Snow Moon and Snowdrops: Harbingers of Spring

Mar 04, 2021 by Alice C. Early
the Snow Moon 2021 Photo: Paul F. Doherty

January 1, I sat with the neglected and fragmented manuscript for my second novel Posthumous, aghast at what a stranger it had become. With most of my energies in 2019 and 2020 devoted to finding an agent and publisher for THE MOON ALWAYS RISING, then planning and executing (ha!) the launch, I barely touched this rapidly calcifying work. The characters, once schemers and chatterboxes in my brain, had gone silent. I feared they’d left me for good. The project was moribund.

Not a maker of New Years’ resolutions because I violate them by January 5, I vowed anyway to check in with POSTHUMOUS every day, even if I didn’t actually write. It took a while to coax those characters out of hiding and to figure out where the hell I was going when I left off. Day after day of visiting that writing space in my brain made the hinges on its door easier to move. Eventually, I felt at home again in my writer core. I’ve made steady if slow progress creating new scenes, solving plot conundrums, and figuring out what makes these complicated characters tick.
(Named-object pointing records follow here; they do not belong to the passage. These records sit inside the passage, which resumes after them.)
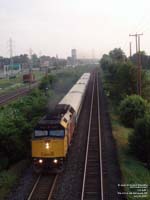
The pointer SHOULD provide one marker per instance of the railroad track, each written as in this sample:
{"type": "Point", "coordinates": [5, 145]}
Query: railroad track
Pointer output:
{"type": "Point", "coordinates": [43, 187]}
{"type": "Point", "coordinates": [92, 187]}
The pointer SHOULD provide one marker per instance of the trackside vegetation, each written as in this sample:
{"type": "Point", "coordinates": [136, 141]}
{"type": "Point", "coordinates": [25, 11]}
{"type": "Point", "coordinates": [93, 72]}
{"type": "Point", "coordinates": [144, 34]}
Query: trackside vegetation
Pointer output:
{"type": "Point", "coordinates": [130, 115]}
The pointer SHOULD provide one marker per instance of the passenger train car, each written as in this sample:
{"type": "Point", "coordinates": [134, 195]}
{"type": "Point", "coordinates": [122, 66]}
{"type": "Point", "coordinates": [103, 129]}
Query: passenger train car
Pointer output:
{"type": "Point", "coordinates": [53, 133]}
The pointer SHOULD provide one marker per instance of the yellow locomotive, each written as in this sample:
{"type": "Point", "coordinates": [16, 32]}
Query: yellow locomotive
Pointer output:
{"type": "Point", "coordinates": [53, 133]}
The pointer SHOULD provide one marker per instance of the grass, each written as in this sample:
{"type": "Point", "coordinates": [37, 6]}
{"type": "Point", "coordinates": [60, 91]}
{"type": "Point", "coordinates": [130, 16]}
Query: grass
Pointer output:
{"type": "Point", "coordinates": [133, 171]}
{"type": "Point", "coordinates": [10, 177]}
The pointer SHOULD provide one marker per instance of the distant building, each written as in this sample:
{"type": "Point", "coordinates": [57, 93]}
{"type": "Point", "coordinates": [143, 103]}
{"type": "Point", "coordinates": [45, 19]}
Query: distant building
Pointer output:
{"type": "Point", "coordinates": [74, 56]}
{"type": "Point", "coordinates": [72, 61]}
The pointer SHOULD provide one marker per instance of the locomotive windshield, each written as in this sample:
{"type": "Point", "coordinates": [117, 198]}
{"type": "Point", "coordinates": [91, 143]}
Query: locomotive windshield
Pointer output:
{"type": "Point", "coordinates": [49, 133]}
{"type": "Point", "coordinates": [40, 133]}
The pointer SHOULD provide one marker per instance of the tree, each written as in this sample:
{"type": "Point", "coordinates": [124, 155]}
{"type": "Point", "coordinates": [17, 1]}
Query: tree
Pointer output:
{"type": "Point", "coordinates": [117, 55]}
{"type": "Point", "coordinates": [139, 141]}
{"type": "Point", "coordinates": [132, 108]}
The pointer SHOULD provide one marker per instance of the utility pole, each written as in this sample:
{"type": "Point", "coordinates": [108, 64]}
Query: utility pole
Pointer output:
{"type": "Point", "coordinates": [138, 55]}
{"type": "Point", "coordinates": [11, 53]}
{"type": "Point", "coordinates": [130, 46]}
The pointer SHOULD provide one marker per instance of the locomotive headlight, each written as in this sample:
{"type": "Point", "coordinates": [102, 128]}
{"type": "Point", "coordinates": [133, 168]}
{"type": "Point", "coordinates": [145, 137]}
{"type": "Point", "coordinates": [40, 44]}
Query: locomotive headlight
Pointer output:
{"type": "Point", "coordinates": [55, 161]}
{"type": "Point", "coordinates": [40, 161]}
{"type": "Point", "coordinates": [47, 145]}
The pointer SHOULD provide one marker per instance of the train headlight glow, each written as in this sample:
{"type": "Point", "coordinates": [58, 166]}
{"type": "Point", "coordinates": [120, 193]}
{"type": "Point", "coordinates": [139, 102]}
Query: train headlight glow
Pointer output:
{"type": "Point", "coordinates": [40, 161]}
{"type": "Point", "coordinates": [55, 161]}
{"type": "Point", "coordinates": [47, 145]}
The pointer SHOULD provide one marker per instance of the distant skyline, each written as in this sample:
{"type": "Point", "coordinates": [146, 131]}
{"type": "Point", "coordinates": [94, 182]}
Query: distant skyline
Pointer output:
{"type": "Point", "coordinates": [93, 27]}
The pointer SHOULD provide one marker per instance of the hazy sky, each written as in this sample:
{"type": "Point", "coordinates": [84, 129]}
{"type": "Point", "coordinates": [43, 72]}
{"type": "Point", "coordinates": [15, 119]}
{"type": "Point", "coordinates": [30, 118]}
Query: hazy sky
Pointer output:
{"type": "Point", "coordinates": [53, 27]}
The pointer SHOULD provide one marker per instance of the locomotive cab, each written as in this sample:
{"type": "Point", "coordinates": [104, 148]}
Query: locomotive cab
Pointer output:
{"type": "Point", "coordinates": [51, 140]}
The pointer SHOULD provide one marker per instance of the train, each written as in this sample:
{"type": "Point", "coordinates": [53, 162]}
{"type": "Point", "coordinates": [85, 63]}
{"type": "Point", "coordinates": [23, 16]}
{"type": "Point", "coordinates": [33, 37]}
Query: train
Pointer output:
{"type": "Point", "coordinates": [53, 133]}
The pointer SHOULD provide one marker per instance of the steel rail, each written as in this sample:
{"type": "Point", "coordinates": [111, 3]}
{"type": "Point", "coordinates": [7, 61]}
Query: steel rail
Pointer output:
{"type": "Point", "coordinates": [33, 189]}
{"type": "Point", "coordinates": [52, 187]}
{"type": "Point", "coordinates": [96, 90]}
{"type": "Point", "coordinates": [100, 141]}
{"type": "Point", "coordinates": [89, 128]}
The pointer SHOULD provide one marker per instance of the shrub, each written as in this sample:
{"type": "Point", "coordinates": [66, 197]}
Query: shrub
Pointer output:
{"type": "Point", "coordinates": [132, 108]}
{"type": "Point", "coordinates": [139, 141]}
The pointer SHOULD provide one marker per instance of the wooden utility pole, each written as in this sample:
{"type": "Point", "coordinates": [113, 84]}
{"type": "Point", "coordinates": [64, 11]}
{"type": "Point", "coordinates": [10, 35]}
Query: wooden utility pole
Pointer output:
{"type": "Point", "coordinates": [139, 67]}
{"type": "Point", "coordinates": [130, 46]}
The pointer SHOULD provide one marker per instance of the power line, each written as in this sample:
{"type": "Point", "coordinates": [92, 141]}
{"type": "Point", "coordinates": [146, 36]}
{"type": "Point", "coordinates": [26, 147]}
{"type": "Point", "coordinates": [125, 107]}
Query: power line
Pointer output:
{"type": "Point", "coordinates": [11, 53]}
{"type": "Point", "coordinates": [138, 55]}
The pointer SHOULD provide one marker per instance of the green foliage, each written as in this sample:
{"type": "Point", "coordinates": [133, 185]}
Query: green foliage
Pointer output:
{"type": "Point", "coordinates": [132, 108]}
{"type": "Point", "coordinates": [140, 139]}
{"type": "Point", "coordinates": [117, 55]}
{"type": "Point", "coordinates": [120, 80]}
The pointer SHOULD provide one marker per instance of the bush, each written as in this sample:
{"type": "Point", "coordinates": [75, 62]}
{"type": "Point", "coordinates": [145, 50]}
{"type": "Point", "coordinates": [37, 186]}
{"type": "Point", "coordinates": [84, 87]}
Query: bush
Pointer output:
{"type": "Point", "coordinates": [132, 108]}
{"type": "Point", "coordinates": [139, 141]}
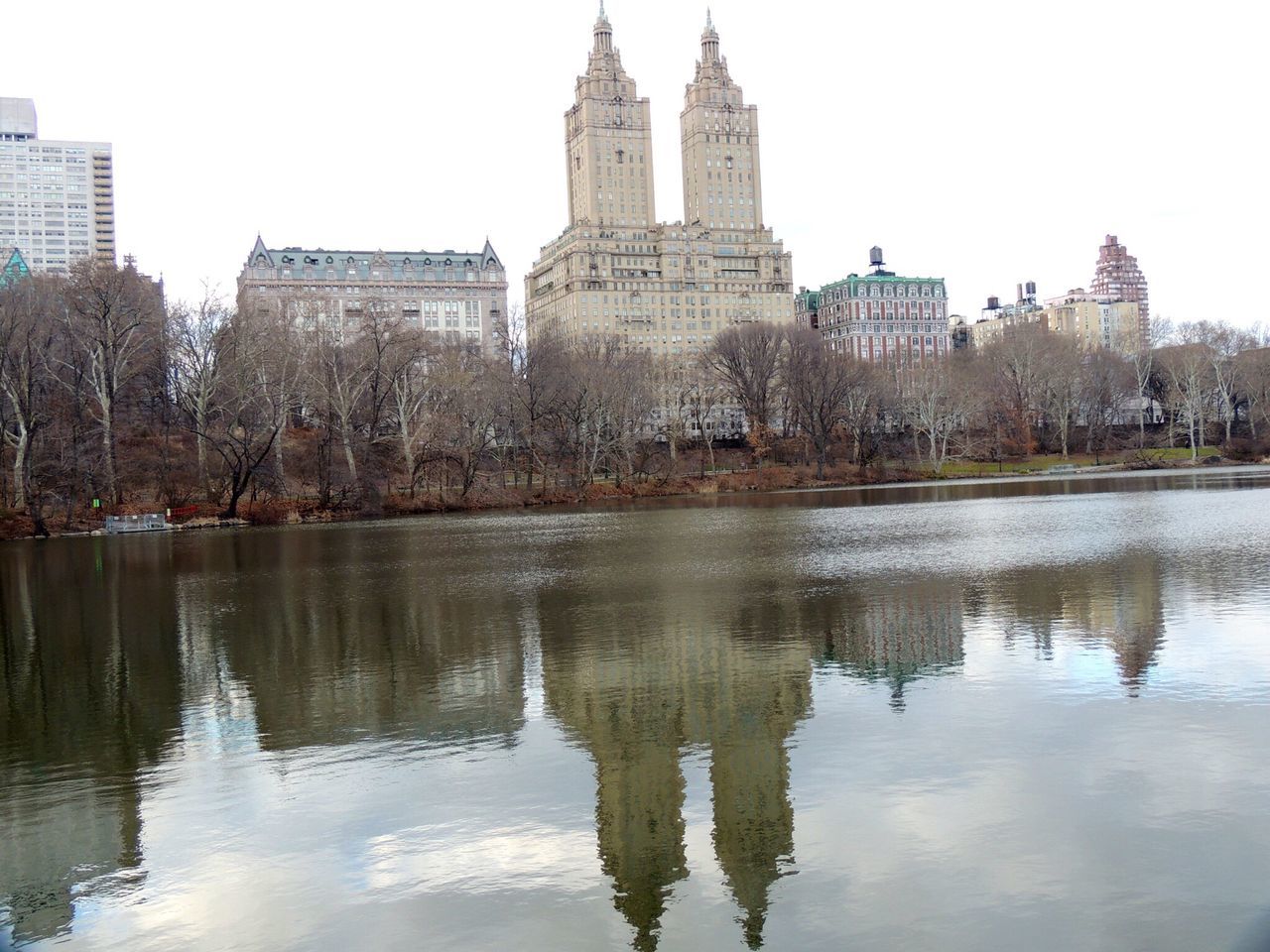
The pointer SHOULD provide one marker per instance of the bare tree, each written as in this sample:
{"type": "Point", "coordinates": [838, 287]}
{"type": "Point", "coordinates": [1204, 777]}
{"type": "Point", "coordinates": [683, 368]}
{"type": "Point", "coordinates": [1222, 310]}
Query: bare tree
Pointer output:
{"type": "Point", "coordinates": [1142, 349]}
{"type": "Point", "coordinates": [1060, 384]}
{"type": "Point", "coordinates": [747, 359]}
{"type": "Point", "coordinates": [937, 400]}
{"type": "Point", "coordinates": [1107, 384]}
{"type": "Point", "coordinates": [194, 338]}
{"type": "Point", "coordinates": [1016, 363]}
{"type": "Point", "coordinates": [1254, 376]}
{"type": "Point", "coordinates": [1187, 370]}
{"type": "Point", "coordinates": [1222, 345]}
{"type": "Point", "coordinates": [821, 385]}
{"type": "Point", "coordinates": [28, 330]}
{"type": "Point", "coordinates": [112, 320]}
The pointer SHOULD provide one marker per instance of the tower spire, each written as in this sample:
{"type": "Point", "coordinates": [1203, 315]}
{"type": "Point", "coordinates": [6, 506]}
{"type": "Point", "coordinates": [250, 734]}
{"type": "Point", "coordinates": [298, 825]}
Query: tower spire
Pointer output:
{"type": "Point", "coordinates": [603, 32]}
{"type": "Point", "coordinates": [708, 41]}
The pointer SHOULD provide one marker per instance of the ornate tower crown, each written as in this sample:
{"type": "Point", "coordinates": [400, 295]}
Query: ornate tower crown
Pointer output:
{"type": "Point", "coordinates": [708, 41]}
{"type": "Point", "coordinates": [603, 32]}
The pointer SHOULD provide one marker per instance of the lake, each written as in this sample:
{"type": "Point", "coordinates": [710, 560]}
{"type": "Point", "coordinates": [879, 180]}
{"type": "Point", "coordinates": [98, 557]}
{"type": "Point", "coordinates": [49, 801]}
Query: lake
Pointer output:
{"type": "Point", "coordinates": [1014, 715]}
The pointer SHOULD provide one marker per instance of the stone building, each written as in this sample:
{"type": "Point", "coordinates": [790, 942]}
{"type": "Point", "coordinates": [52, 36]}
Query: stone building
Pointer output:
{"type": "Point", "coordinates": [667, 289]}
{"type": "Point", "coordinates": [458, 296]}
{"type": "Point", "coordinates": [1118, 277]}
{"type": "Point", "coordinates": [879, 316]}
{"type": "Point", "coordinates": [56, 197]}
{"type": "Point", "coordinates": [1093, 320]}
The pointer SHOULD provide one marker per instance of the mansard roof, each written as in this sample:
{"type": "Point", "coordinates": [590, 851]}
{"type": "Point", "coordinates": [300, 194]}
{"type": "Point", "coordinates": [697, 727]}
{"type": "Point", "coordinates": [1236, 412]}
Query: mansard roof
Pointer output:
{"type": "Point", "coordinates": [14, 268]}
{"type": "Point", "coordinates": [397, 261]}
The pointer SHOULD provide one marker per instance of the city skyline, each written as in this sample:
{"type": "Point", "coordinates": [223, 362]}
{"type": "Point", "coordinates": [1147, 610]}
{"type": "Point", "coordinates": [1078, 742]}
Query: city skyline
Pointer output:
{"type": "Point", "coordinates": [1035, 164]}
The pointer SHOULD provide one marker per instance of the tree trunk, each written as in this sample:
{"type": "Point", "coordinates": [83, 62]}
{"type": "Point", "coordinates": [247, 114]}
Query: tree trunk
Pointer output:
{"type": "Point", "coordinates": [348, 454]}
{"type": "Point", "coordinates": [111, 461]}
{"type": "Point", "coordinates": [21, 477]}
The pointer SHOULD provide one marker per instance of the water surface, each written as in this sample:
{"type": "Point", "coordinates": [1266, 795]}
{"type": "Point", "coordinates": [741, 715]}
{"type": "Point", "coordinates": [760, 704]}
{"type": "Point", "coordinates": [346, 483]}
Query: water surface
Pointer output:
{"type": "Point", "coordinates": [974, 716]}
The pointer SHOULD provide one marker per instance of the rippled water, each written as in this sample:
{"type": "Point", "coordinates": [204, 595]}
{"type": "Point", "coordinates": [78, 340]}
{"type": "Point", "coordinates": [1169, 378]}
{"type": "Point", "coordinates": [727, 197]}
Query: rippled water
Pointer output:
{"type": "Point", "coordinates": [974, 716]}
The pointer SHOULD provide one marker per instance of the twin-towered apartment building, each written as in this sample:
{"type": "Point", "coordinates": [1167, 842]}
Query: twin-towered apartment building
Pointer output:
{"type": "Point", "coordinates": [613, 272]}
{"type": "Point", "coordinates": [617, 272]}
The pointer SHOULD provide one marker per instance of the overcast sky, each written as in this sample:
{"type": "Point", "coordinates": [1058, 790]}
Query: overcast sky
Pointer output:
{"type": "Point", "coordinates": [982, 143]}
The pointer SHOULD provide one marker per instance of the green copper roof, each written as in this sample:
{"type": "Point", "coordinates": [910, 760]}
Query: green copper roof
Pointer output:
{"type": "Point", "coordinates": [14, 268]}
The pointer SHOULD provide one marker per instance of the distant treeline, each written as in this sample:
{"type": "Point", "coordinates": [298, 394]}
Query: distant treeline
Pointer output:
{"type": "Point", "coordinates": [107, 394]}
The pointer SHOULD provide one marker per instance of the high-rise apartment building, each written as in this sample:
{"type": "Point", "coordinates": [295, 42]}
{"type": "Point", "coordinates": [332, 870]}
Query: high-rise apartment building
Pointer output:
{"type": "Point", "coordinates": [667, 289]}
{"type": "Point", "coordinates": [457, 296]}
{"type": "Point", "coordinates": [56, 197]}
{"type": "Point", "coordinates": [879, 316]}
{"type": "Point", "coordinates": [1118, 277]}
{"type": "Point", "coordinates": [1092, 320]}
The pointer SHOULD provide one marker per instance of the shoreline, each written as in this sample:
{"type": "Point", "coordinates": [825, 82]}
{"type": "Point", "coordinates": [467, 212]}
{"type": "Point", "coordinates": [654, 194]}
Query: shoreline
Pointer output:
{"type": "Point", "coordinates": [783, 480]}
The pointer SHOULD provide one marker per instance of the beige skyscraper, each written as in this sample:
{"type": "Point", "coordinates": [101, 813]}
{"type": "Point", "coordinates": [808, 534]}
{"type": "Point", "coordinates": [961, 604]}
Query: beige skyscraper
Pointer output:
{"type": "Point", "coordinates": [667, 289]}
{"type": "Point", "coordinates": [610, 143]}
{"type": "Point", "coordinates": [721, 179]}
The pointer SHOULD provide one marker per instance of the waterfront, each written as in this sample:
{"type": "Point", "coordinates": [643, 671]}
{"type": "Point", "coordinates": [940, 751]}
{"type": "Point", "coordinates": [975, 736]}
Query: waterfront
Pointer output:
{"type": "Point", "coordinates": [956, 716]}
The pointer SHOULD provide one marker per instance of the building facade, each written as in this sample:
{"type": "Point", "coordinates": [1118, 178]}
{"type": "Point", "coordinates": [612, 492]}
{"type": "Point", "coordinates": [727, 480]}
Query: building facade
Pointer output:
{"type": "Point", "coordinates": [1116, 277]}
{"type": "Point", "coordinates": [458, 296]}
{"type": "Point", "coordinates": [1092, 320]}
{"type": "Point", "coordinates": [879, 316]}
{"type": "Point", "coordinates": [666, 289]}
{"type": "Point", "coordinates": [56, 197]}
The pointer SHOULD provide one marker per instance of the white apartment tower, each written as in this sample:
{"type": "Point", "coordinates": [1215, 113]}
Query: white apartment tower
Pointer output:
{"type": "Point", "coordinates": [56, 197]}
{"type": "Point", "coordinates": [616, 272]}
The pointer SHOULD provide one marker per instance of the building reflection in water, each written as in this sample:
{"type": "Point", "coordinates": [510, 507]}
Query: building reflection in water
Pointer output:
{"type": "Point", "coordinates": [308, 638]}
{"type": "Point", "coordinates": [1115, 604]}
{"type": "Point", "coordinates": [651, 679]}
{"type": "Point", "coordinates": [87, 652]}
{"type": "Point", "coordinates": [893, 631]}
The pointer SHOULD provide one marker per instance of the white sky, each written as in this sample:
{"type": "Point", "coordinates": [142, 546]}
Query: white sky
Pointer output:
{"type": "Point", "coordinates": [979, 141]}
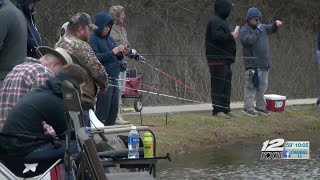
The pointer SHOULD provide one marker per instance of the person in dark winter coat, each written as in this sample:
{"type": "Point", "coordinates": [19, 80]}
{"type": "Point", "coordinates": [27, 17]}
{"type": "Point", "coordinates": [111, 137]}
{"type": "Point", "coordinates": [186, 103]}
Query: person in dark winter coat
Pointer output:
{"type": "Point", "coordinates": [42, 104]}
{"type": "Point", "coordinates": [110, 56]}
{"type": "Point", "coordinates": [13, 38]}
{"type": "Point", "coordinates": [257, 60]}
{"type": "Point", "coordinates": [34, 40]}
{"type": "Point", "coordinates": [220, 53]}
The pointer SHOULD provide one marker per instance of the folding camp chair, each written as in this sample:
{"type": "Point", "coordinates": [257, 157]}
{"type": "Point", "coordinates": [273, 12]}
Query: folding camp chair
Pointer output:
{"type": "Point", "coordinates": [91, 160]}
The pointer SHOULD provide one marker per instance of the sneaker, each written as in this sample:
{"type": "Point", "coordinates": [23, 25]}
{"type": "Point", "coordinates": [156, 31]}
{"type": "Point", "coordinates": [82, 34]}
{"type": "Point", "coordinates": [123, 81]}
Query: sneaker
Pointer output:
{"type": "Point", "coordinates": [249, 112]}
{"type": "Point", "coordinates": [222, 115]}
{"type": "Point", "coordinates": [263, 111]}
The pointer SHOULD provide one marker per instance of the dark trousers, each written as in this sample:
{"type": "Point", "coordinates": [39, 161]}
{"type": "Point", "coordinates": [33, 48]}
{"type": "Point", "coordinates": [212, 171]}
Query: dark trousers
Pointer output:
{"type": "Point", "coordinates": [107, 104]}
{"type": "Point", "coordinates": [221, 76]}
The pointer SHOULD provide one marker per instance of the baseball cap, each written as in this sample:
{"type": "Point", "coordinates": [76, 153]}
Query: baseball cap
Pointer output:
{"type": "Point", "coordinates": [82, 18]}
{"type": "Point", "coordinates": [58, 52]}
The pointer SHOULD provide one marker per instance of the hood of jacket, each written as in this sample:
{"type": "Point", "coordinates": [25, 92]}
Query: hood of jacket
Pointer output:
{"type": "Point", "coordinates": [223, 8]}
{"type": "Point", "coordinates": [115, 12]}
{"type": "Point", "coordinates": [23, 5]}
{"type": "Point", "coordinates": [55, 84]}
{"type": "Point", "coordinates": [101, 20]}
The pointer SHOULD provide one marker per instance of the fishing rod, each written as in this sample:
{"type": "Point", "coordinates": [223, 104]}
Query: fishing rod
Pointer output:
{"type": "Point", "coordinates": [169, 96]}
{"type": "Point", "coordinates": [144, 83]}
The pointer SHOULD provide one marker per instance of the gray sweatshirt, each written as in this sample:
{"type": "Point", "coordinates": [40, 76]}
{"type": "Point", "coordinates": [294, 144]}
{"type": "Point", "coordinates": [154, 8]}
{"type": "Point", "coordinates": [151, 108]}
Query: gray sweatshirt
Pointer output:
{"type": "Point", "coordinates": [13, 37]}
{"type": "Point", "coordinates": [255, 45]}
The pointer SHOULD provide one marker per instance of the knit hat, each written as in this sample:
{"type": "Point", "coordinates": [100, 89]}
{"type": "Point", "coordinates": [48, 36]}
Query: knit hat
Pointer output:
{"type": "Point", "coordinates": [253, 13]}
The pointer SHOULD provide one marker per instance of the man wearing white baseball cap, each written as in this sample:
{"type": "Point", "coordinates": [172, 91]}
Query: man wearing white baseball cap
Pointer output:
{"type": "Point", "coordinates": [28, 75]}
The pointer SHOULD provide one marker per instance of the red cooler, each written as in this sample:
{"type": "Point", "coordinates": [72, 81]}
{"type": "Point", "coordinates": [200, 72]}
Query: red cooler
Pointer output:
{"type": "Point", "coordinates": [275, 102]}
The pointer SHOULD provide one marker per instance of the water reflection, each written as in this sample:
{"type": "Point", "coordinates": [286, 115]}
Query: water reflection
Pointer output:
{"type": "Point", "coordinates": [241, 160]}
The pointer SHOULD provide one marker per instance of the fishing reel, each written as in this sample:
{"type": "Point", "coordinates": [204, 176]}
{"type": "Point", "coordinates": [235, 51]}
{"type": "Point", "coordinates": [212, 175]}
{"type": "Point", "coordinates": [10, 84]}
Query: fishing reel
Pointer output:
{"type": "Point", "coordinates": [133, 54]}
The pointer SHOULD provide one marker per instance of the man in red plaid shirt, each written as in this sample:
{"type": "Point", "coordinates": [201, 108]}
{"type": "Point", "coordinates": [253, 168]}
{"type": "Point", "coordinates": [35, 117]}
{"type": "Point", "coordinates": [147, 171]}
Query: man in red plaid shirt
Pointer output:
{"type": "Point", "coordinates": [30, 74]}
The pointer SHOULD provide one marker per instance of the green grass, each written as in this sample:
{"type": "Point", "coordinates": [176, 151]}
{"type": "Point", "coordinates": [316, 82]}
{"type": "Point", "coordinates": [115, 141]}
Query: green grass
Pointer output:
{"type": "Point", "coordinates": [188, 131]}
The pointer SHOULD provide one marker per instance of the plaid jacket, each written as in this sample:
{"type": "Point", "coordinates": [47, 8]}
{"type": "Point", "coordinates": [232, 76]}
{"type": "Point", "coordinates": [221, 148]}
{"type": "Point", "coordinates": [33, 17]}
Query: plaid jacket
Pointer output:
{"type": "Point", "coordinates": [20, 81]}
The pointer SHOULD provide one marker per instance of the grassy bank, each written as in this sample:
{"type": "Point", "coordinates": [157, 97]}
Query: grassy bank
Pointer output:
{"type": "Point", "coordinates": [189, 131]}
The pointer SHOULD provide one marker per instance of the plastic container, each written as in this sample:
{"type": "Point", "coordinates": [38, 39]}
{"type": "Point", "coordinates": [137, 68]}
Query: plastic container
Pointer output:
{"type": "Point", "coordinates": [275, 103]}
{"type": "Point", "coordinates": [50, 132]}
{"type": "Point", "coordinates": [148, 145]}
{"type": "Point", "coordinates": [133, 143]}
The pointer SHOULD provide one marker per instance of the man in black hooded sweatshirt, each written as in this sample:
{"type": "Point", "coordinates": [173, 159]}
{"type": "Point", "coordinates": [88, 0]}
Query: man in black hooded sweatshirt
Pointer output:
{"type": "Point", "coordinates": [42, 104]}
{"type": "Point", "coordinates": [34, 40]}
{"type": "Point", "coordinates": [220, 52]}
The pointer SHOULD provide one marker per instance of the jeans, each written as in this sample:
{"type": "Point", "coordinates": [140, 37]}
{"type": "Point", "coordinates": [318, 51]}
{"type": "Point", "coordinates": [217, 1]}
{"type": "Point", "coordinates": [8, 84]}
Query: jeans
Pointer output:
{"type": "Point", "coordinates": [252, 94]}
{"type": "Point", "coordinates": [107, 104]}
{"type": "Point", "coordinates": [221, 76]}
{"type": "Point", "coordinates": [122, 84]}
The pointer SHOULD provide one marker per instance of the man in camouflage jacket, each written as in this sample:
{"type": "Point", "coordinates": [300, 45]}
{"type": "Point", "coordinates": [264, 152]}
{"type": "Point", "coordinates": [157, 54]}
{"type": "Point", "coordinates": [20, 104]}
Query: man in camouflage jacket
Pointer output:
{"type": "Point", "coordinates": [75, 41]}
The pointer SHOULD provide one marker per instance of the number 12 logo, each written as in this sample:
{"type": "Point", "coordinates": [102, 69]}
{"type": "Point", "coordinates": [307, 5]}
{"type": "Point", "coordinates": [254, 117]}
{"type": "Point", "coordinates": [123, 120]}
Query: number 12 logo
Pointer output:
{"type": "Point", "coordinates": [273, 145]}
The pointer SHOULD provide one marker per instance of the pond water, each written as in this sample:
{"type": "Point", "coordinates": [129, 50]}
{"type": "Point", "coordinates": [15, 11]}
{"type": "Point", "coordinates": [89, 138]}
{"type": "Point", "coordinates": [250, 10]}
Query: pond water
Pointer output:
{"type": "Point", "coordinates": [241, 160]}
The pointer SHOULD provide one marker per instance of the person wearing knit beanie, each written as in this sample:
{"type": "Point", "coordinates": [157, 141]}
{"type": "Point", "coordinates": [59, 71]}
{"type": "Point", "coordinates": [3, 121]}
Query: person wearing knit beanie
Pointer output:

I’ve set myself some tough challenges with POSTHUMOUS. The structure is complex--a book within a book, two disparate points of view, layers of secrets the characters keep from each other and the world. In this story set in 2017, my male protagonist is the poster child of #MeToo nastiness just at the outbreak of the movement. My female protagonist is a poet. Trying to make him credible and a tad sympathetic (I actually love him even though he’s a pig) is one mountain to scale. Trying to write poetry from her point of view is quite another.

To help with the second, I took a week-long poetry workshop (virtual of course) sponsored by our local literary arts center. While it didn’t answer my “impostor” question of whether or not anything I’m writing in my own or my character’s voice is an actual poem, it opened new space in my brain’s creative room. It gave me permission to experiment and play with words as my character would have done. Eventually readers will decide whether I am any kind of poet. Had I fled south, I would never have taken that course and gained the insights and courage it offered.

The winter loomed like a frigid tunnel when we started into it. It’s actually gone more like a luge run for me. I can barely believe we’ve already made it through February. Warmer days and rain stripped away our snow and brought mud. A few days ago, the snowdrops hugging the sheltered wall of my husband’s furniture workshop popped open. I’ve never seen them bloom because we’re always away. Early daffodils have poked up an inch. I’m anticipating the arrival of the crocuses I planted years ago and whatever else nature chooses to display as winter lets go and spring takes hold. The full Snow Moon, the last full moon of “official” winter, made her stunning appearance. A redwing blackbird scout has arrived to choose a prime nesting spot.

As I look back over these cocoon weeks, made all the more isolated by COVID restrictions, I appreciate what winter is for. Much as I’ve missed the Caribbean, jetting away from the cold and returning when the days are lengthening and buds are swelling has its tradeoffs. For me, the silver lining of our pandemic winter has been a flowering of creativity and the quiet time to tend it. I’m grateful for these contemplative weeks.



But, I’m ready for spring.

Be well, stay safe, and protect yourself and everyone else.